Interaction of water soluble cationic gallium(III) phthalocyanines with different G-quadruplex DNAs

Small molecule-G-quadruplex DNA interaction has been gained considerable interest due to existence of Gquadruplex structures in telomeres and promotor regions of proto-oncogenes. In the present study, the interaction of 2(3), 9(10), 16(17), 23(24)-tetrakis-[(N-methyl-3-pyridyloxy)phthalocyaninato]chloro gallium (III) sulphate (TGaPc) and 2, 3, 9, 10, 16, 17, 23, 24-octakis-[(N-methyl-3-pyridyloxy) phthalocyaninato]chloro gallium (III) sulphate (OGaPc) with different DNA forms (ctDNA and G-quadruplex DNAs) was investigated. The interactions of compounds with DNA was extensively investigated by different methods, such as capillary gel electrophoresis (CGE) integrated with a high sensitivity LED-induced fluorescence detector, UV-Vis and circular dichroism spectroscopy, competitive dialysis experiments. UV-Vis. titrations and CGE studies showed that the two phthalocyanine compounds interacted with the G-quadruplex and ctDNA, but the binding affinity of TGaPc was high for AS1411. Dialysis experiments also supported the higher affinity of TGaPc to AS1411. CD studies showed that both TGaPc and OGaPc caused destabilization of Tel21 structure even at low concentrations.
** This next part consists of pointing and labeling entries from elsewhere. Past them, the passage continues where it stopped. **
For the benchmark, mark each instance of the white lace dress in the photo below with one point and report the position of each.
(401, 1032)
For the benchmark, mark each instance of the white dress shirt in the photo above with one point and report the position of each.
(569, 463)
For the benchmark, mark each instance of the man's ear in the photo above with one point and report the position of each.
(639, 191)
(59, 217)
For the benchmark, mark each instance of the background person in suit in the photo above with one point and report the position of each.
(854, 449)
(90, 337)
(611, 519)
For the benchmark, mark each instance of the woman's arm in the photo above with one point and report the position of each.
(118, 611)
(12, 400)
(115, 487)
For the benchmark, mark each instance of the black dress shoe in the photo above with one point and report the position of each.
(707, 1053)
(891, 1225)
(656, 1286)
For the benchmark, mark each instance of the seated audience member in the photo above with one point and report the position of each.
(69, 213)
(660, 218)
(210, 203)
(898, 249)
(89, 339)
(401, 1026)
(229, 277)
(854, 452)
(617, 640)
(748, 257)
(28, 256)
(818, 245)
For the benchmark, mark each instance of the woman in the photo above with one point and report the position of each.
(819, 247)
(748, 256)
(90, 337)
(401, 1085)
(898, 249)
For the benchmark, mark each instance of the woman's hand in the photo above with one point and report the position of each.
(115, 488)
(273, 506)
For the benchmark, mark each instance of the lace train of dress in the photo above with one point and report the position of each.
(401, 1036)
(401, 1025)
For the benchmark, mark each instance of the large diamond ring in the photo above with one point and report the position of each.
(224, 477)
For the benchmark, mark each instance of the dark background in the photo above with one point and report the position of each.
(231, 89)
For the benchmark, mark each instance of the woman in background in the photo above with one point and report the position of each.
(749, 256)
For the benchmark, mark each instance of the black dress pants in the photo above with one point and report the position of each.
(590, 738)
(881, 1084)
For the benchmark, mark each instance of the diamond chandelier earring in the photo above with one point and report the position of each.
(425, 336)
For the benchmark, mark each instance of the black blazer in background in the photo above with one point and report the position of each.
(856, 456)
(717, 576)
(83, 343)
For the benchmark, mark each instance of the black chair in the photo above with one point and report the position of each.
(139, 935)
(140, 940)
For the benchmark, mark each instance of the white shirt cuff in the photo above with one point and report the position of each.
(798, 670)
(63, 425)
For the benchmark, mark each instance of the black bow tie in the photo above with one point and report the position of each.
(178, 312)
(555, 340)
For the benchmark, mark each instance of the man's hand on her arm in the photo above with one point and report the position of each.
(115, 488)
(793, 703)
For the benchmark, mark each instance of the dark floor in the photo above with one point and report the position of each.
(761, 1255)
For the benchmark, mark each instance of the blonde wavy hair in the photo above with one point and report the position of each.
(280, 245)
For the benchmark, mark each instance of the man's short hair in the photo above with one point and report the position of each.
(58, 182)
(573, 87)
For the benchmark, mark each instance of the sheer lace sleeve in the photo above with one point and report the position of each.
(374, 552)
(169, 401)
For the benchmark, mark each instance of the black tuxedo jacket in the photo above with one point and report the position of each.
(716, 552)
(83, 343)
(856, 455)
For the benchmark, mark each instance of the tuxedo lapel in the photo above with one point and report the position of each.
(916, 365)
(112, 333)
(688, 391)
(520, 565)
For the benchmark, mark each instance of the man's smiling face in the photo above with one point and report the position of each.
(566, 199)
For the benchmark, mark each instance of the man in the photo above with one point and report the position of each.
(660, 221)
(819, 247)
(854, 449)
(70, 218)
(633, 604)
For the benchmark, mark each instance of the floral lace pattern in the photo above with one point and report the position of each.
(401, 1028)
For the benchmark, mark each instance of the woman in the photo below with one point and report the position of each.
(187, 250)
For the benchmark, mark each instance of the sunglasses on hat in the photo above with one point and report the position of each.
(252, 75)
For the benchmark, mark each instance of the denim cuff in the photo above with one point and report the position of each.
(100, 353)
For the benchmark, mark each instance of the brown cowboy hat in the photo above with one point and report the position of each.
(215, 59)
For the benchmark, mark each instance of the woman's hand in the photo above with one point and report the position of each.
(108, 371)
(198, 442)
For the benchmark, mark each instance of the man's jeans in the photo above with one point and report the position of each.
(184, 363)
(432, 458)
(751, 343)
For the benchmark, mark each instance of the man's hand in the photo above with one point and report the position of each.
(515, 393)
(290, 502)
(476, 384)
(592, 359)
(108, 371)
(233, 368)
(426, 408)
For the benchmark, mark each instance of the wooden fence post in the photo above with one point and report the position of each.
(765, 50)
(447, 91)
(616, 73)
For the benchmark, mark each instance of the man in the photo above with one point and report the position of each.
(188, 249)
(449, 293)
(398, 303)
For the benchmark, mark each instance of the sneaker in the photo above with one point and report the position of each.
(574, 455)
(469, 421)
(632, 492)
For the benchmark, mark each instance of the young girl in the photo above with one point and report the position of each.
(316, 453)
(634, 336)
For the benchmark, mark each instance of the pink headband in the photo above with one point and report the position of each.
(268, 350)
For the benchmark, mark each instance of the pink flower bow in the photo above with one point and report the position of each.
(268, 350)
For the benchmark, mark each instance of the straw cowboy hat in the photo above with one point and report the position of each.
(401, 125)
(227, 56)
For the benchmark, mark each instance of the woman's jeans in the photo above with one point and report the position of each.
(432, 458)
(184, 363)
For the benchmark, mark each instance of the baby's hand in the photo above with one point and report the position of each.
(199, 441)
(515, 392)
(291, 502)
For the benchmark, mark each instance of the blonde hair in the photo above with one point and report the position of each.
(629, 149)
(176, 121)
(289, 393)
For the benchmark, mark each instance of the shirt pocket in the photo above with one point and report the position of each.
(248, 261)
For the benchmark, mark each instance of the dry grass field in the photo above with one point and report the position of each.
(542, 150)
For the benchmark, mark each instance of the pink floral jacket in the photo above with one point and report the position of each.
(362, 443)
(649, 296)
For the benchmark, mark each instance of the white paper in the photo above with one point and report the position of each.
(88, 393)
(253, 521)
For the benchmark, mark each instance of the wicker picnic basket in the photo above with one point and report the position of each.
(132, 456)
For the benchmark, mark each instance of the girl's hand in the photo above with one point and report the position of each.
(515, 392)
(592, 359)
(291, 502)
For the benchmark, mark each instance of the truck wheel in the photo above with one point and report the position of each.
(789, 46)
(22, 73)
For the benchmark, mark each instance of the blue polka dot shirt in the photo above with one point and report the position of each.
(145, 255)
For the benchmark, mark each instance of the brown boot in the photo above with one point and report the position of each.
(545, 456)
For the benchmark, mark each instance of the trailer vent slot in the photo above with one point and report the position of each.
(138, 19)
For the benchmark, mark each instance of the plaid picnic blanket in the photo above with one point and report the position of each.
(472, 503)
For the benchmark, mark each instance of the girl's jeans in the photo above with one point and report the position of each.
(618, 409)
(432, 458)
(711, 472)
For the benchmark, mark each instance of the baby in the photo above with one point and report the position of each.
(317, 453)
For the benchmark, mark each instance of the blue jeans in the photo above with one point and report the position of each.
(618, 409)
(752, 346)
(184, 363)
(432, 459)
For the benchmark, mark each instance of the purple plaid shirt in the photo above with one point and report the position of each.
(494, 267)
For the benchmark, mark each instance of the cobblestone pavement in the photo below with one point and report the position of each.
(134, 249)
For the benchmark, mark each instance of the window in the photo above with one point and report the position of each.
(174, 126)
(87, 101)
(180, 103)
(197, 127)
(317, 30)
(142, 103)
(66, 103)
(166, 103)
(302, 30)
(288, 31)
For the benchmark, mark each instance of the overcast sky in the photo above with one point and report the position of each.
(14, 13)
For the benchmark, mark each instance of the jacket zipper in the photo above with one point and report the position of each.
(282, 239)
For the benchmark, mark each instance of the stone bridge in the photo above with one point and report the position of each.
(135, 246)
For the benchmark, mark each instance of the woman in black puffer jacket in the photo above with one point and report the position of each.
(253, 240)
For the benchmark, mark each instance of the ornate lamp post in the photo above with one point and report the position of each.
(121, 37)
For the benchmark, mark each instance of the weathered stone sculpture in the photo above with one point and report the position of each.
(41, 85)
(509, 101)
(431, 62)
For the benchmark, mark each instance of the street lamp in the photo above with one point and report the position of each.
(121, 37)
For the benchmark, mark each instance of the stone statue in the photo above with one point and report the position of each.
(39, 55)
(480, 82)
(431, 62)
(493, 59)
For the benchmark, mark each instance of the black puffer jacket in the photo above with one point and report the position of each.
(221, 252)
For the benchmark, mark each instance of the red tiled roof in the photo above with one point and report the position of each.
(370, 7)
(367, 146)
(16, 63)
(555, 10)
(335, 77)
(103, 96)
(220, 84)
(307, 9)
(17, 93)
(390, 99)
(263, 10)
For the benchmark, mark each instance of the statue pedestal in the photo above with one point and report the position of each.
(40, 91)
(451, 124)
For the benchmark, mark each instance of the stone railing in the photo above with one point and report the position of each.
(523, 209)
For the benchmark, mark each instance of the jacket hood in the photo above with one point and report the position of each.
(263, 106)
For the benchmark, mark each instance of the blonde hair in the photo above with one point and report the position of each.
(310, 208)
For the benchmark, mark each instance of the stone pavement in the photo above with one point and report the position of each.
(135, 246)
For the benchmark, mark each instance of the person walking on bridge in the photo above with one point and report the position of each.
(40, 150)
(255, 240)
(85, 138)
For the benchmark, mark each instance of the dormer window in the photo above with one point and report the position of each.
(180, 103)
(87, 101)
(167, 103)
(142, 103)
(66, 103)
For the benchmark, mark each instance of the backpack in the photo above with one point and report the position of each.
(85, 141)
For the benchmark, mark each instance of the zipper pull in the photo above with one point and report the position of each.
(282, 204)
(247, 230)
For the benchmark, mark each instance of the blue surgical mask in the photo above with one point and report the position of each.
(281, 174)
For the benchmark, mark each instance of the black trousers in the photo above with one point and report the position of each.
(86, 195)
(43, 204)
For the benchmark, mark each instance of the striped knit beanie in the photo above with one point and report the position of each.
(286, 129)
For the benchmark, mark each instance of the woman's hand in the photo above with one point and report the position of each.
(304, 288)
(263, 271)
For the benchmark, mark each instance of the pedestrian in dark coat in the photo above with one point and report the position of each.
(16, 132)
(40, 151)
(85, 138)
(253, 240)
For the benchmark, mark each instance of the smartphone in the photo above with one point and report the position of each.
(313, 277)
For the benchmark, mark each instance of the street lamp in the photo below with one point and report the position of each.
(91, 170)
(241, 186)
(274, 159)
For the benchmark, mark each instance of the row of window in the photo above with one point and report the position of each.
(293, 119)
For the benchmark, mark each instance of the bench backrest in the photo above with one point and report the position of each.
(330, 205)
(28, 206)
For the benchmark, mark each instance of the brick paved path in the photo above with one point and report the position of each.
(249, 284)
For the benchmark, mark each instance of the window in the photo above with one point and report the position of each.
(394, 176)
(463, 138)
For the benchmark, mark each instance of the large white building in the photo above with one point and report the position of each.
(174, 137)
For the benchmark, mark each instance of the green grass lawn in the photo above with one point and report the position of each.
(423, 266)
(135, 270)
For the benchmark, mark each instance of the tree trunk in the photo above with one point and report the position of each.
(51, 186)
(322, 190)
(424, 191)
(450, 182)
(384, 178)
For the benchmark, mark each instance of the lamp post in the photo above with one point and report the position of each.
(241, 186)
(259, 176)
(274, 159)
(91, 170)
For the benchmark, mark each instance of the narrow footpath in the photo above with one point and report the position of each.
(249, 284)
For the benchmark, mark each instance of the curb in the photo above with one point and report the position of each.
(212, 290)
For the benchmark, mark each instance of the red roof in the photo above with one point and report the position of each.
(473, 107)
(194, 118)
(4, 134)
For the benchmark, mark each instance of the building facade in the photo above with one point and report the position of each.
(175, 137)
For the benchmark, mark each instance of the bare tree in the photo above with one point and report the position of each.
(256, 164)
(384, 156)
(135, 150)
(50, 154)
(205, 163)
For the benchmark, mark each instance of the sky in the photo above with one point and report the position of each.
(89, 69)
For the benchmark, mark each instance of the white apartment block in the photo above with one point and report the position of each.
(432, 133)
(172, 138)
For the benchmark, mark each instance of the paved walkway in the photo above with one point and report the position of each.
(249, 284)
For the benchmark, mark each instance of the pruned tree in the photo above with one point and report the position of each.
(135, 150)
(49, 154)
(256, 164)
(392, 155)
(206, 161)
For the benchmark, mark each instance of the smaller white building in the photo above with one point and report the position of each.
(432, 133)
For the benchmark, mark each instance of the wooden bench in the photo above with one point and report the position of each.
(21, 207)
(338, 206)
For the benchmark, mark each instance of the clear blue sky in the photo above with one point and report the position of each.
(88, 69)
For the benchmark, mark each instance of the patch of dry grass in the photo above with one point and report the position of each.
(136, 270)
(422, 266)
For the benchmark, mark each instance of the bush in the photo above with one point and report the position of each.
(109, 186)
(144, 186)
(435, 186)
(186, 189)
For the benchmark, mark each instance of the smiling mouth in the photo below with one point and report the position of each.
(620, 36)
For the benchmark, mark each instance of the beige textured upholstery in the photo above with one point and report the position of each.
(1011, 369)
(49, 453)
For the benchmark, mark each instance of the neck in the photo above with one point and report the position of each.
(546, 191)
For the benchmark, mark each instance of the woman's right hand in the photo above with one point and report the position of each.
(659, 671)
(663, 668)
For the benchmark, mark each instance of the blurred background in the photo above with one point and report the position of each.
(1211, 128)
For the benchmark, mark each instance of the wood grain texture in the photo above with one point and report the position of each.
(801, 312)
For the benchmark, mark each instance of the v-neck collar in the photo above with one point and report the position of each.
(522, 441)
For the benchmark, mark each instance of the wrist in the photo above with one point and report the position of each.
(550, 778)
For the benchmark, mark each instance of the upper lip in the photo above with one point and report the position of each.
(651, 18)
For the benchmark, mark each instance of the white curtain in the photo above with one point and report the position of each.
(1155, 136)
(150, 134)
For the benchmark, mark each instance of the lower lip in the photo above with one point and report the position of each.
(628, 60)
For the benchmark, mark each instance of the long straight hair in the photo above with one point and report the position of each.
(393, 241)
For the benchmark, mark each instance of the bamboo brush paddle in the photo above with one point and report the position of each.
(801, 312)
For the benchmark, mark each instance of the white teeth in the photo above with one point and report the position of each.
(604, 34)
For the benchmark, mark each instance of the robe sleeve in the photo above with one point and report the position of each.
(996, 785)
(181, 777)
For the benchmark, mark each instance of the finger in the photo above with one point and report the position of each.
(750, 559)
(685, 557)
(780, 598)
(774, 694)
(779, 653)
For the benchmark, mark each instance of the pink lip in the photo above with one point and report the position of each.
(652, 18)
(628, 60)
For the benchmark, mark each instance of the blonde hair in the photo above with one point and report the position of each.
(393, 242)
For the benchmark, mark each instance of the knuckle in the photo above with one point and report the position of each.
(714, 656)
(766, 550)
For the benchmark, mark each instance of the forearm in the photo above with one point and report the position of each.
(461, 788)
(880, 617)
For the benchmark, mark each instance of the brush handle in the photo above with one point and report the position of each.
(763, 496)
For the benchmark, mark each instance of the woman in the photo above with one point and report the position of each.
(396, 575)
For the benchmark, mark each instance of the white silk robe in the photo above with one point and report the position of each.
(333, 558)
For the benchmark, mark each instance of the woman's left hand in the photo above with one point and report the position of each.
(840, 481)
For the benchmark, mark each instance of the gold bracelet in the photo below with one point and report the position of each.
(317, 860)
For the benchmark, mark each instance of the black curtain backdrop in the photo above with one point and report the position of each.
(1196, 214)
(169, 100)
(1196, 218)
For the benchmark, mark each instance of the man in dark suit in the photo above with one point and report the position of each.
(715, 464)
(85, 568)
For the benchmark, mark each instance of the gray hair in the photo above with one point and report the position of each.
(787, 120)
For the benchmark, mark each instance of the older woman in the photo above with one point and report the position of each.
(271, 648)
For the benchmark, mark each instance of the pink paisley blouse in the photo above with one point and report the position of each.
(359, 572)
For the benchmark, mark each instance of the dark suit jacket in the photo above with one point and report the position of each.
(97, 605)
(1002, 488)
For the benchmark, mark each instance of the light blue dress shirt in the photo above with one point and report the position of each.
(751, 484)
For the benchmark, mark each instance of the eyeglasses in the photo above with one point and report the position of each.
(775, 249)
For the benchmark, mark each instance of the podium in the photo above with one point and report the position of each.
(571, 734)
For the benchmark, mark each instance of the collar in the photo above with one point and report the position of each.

This was more or less observed in other G-quadruplex DNAs other than AS1411. The structure of AS1411 remained intact at binding stoichiometric ratios. The viscosimetric studies and gel electrophoresis studies have been used to explore the interaction of TGaPc and OGaPc with ctDNA. The viscosity experiments along with gel electrophoresis confirmed the intercalation binding for ctDNA with OGaPc and groove binding for TGaPc. All results show that these molecules interact with different DNA types at different strengths and different mechanisms and the binding affinity of TGaPc was high for AS1411. Therefore, these compounds have the potential for cancer treatment.

Automated summary

The study investigated the interaction of TGaPc and OGaPc with different DNA forms, revealing that TGaPc had a higher binding affinity for AS1411 and caused destabilization of Tel21 structure. These compounds have the potential for cancer treatment by interacting with different DNA types at different strengths and mechanisms.